Oral fast dissolving films for co-administration of breviscapine and matrine: Formulation optimization and in vitro characterization

Abstract

Oral fast dissolving films (OFDFs) are popular dosage forms for enhanced oral absorption of active ingredients without experiencing gastrointestinal interference or first-pass metabolism. The primary challenge in OFDF design is balancing drug loading capacity with film properties, particularly for poorly soluble drugs. In the present work, an OFDF formulation containing co-amorphous mixture was successfully designed for co-administration of two natural products at a drug content of 14%. Breviscapine and matrine are commonly used for cardiovascular and cerebrovascular related diseases, but their clinical application was limited by low bioavailability, short biological half-life, and instability problems. Their co-administration as a compound remedy requires a novel product too enhance drug dissolution and patient compliance.

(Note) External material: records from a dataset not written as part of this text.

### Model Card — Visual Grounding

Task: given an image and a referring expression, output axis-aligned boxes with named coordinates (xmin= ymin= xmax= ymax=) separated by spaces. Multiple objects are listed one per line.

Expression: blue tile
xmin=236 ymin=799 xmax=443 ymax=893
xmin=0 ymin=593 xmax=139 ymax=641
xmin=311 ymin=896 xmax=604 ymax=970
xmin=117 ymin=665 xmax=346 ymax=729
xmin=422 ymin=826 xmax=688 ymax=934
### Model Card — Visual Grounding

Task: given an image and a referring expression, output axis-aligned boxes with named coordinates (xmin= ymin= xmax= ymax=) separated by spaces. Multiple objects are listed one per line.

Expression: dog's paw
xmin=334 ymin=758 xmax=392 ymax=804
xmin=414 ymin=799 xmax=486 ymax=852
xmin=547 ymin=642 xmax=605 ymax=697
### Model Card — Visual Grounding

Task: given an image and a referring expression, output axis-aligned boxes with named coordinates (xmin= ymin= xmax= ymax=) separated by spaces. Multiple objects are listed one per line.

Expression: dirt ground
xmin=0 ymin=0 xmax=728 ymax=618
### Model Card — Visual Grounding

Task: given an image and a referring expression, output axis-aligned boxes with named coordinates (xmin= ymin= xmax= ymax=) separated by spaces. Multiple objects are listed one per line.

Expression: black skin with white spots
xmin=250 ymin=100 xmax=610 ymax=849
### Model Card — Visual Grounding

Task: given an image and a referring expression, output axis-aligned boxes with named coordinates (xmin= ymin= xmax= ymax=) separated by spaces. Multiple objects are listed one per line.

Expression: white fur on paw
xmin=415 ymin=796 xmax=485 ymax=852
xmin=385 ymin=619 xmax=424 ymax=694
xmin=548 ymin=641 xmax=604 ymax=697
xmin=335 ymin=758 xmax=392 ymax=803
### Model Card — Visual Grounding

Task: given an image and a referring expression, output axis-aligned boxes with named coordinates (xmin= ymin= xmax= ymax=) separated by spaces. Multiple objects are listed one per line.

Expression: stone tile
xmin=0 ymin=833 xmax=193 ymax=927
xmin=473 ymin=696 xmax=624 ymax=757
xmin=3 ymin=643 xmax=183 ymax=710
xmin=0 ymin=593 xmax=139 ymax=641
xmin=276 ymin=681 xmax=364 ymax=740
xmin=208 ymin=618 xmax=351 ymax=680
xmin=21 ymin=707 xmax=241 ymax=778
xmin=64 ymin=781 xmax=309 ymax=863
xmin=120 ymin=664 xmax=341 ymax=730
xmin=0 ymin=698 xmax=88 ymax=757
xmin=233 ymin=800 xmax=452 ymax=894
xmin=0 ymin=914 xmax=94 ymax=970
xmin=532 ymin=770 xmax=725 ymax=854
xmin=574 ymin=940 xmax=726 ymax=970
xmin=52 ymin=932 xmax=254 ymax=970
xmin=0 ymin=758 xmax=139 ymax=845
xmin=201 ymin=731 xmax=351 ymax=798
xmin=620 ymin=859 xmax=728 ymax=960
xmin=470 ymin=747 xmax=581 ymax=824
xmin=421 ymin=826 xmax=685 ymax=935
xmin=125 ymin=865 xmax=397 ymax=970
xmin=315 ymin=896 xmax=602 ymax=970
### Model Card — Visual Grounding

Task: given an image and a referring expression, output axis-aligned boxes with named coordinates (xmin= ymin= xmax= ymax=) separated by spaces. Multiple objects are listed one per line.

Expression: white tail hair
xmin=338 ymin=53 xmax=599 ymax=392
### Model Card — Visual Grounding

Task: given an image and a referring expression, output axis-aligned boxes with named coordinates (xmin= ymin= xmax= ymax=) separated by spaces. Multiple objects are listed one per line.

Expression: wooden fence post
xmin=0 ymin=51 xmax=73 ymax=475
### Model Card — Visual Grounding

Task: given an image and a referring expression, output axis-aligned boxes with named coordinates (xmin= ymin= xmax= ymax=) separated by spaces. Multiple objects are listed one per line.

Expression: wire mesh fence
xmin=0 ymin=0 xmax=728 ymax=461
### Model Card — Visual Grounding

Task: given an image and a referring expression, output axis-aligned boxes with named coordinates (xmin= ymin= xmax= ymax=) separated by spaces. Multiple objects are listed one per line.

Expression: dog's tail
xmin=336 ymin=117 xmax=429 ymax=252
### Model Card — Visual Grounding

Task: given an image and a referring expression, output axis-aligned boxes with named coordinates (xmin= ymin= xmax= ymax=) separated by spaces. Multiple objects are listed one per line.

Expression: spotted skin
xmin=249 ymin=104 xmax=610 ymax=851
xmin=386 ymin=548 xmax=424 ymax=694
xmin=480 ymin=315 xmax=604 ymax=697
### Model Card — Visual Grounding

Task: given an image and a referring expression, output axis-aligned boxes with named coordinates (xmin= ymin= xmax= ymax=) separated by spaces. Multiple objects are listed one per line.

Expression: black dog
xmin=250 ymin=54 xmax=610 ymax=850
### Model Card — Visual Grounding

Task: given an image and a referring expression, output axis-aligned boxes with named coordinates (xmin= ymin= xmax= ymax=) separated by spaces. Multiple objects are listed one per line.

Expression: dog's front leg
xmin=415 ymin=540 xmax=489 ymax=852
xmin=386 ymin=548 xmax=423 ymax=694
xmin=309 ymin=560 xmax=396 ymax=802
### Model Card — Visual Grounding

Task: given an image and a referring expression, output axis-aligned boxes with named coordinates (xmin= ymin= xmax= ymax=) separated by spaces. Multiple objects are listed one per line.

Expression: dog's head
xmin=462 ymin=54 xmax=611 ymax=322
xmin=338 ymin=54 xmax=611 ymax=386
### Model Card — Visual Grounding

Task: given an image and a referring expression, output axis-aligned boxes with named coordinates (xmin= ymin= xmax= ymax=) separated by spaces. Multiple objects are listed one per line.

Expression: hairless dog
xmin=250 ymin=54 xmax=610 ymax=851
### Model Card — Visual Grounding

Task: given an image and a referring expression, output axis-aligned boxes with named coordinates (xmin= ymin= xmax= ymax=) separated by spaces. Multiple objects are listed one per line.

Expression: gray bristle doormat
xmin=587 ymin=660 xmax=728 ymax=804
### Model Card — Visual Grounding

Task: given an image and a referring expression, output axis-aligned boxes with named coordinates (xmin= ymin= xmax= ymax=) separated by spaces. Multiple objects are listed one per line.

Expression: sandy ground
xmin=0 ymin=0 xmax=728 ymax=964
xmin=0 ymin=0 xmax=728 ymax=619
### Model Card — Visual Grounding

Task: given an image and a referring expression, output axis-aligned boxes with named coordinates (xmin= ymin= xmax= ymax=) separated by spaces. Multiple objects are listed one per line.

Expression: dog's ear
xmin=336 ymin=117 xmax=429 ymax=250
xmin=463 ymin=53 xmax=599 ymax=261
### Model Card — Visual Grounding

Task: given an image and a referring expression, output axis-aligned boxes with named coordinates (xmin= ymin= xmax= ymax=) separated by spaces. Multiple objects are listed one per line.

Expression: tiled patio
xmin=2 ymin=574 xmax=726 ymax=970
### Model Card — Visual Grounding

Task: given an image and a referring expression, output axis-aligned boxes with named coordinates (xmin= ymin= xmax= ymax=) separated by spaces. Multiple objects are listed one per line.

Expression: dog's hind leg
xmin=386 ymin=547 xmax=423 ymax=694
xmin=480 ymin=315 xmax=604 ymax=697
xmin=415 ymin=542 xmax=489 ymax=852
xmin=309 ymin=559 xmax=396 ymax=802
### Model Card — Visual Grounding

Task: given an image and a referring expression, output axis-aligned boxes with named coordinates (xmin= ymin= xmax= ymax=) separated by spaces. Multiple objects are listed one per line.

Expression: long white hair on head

A 33 Box-Behnken design was used to generate OFDF preparations by solvent casting method. The optimized blank film formulation, comprising 57.40% HPMC E50, 14.01% PEG 400 and 5.35% L-HPC, demonstrated a rapid disintegration in 18 s. XRD and FTIR analysis on drug-loaded films revealed good compatibility of drugs and polymers, and amorphous state of films with co-precipitates. The films were evaluated for morphology, folding endurance, disintegration time and in vitro BRE dissolution. Drugs incorporation extended the disintegration time of blank films, yet remained under 30 s. The co-amorphous mixture of BRE and MAT in films exhibited a faster BRE dissolution rate compared to the physical mixture. In conclusion, a compound OFDF formulation featuring a co-amorphous mixture of BRE and MAT offers an efficient strategy for hydrophobic drug delivery at high dose.